La obsesión de Kore-eda con las familias continuó con Nuestra hermana menor (2015) y Después de la tormenta (2016), películas plenas de observaciones y detalles –toda una característica del director-, pero alcanzó su culminación con Somos una familia (2018), ganadora del premio principal en Cannes. Fiel a su obra, Kore-eda propone aquí una nueva historia dedicada a una familia fuera de norma, pero no por ello menos afectuosa. Los personajes de Un asunto de familia –el título bajo el cual se la puede encontrar milagrosamente en Netflix- viven juntos, se quieren y se cuidan, pero sus vínculos no son necesariamente de sangre. Hay una abuela, unos padres, una hija adolescente y unos hijos pequeños, pero no todos están relacionados entre sí, salvo por el afecto que los une y los solidariza ante un mundo hostil.
El grupo familiar de esta película pertenece a la clase trabajadora, esa que tan bien supo reflejar el cine clásico japonés, pero que después casi desapareció de sus pantallas. La abuela tiene una magra pensión, el padre trabaja ocasionalmente en la construcción, la madre es cajera del supermercado y los chicos... roban. ¿Qué roban? Básicamente comida y productos de limpieza en los supermercados, bajo el entrenamiento y la tutela de los padres, que necesitan de esas pequeñas confiscaciones para poder llevar adelante su vida cotidiana. El ingreso a la familia de una nena de seis años abandonada por sus padres biológicos servirá, en principio, para que el grupo tenga una nueva cómplice en este peculiar modus vivendi. Pero también les traerá complicaciones con una sociedad que en eso no parece muy distinta a la argentina: la razón siempre la tendrá la clase media acomodada y son los pobres quienes terminan estigmatizados por los medios masivos de comunicación.

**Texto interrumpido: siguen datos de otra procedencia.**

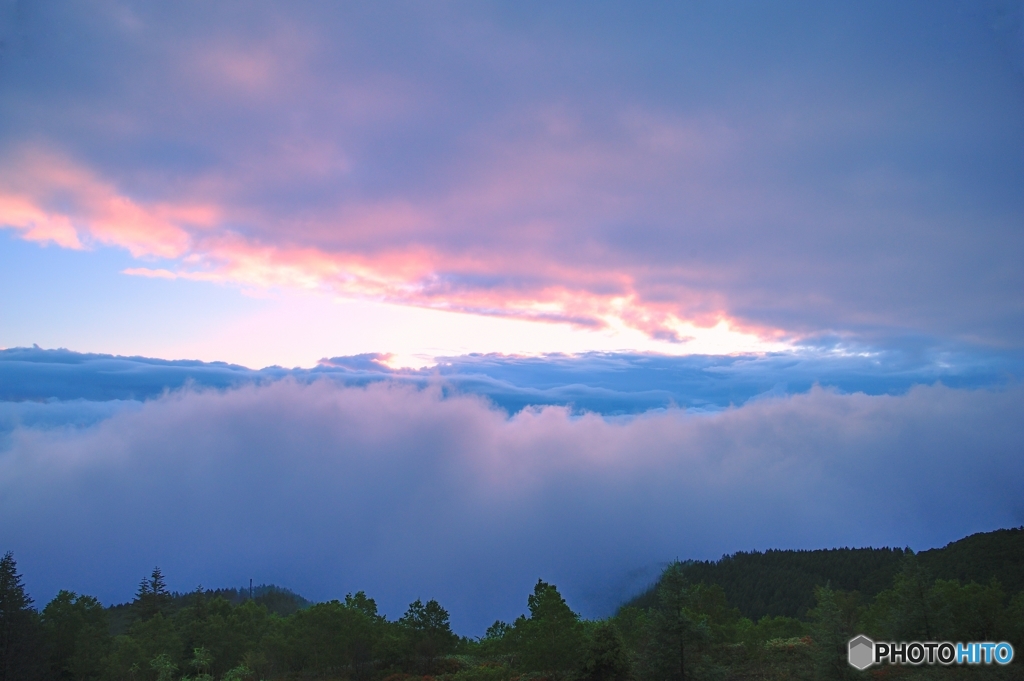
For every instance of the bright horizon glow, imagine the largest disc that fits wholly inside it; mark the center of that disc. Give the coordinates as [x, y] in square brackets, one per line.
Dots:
[299, 329]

En cuanto a La verdad, su primera película rodada fuera de Japón, con un elenco estelar –Catherine Deneuve, Juliette Binoche, Ethan Hawke- surgió de una iniciativa de Binoche, pero se basa en un viejo proyecto de Kore-eda que no había encontrado su cauce. “En el corazón del guion está una obra que empecé en el 2003 acerca de una noche en el camarín de una actriz teatral que está llegando al final de su carrera”, explicó en ocasión del estreno en la Mostra de Venecia 2019. “Finalmente, transformé esta obra en un guion que cuenta la historia de una actriz de cine y su hija, que renunció a sus sueños de convertirse en actriz. Durante esta reescritura, les pregunté a Deneuve y Binoche varias veces sobre lo que realmente es actuar y fueron sus palabras las que nutrieron el guion y le dieron vida”.
Según el director japonés, “quería que la historia transcurriera en otoño porque quería superponer lo que la heroína atraviesa al final de su vida a los paisajes de París al final del verano. Espero que el público vea cómo los verdes del jardín cambian sutilmente a medida que se acerca el invierno, acompañando la relación entre madre e hija y coloreando este momento de sus vidas”. La familia, la naturaleza, el cambio de las estaciones… No podría haber temas más japoneses, aunque la película transcurra en París y cuente con dos de las actrices más representativas del cine francés.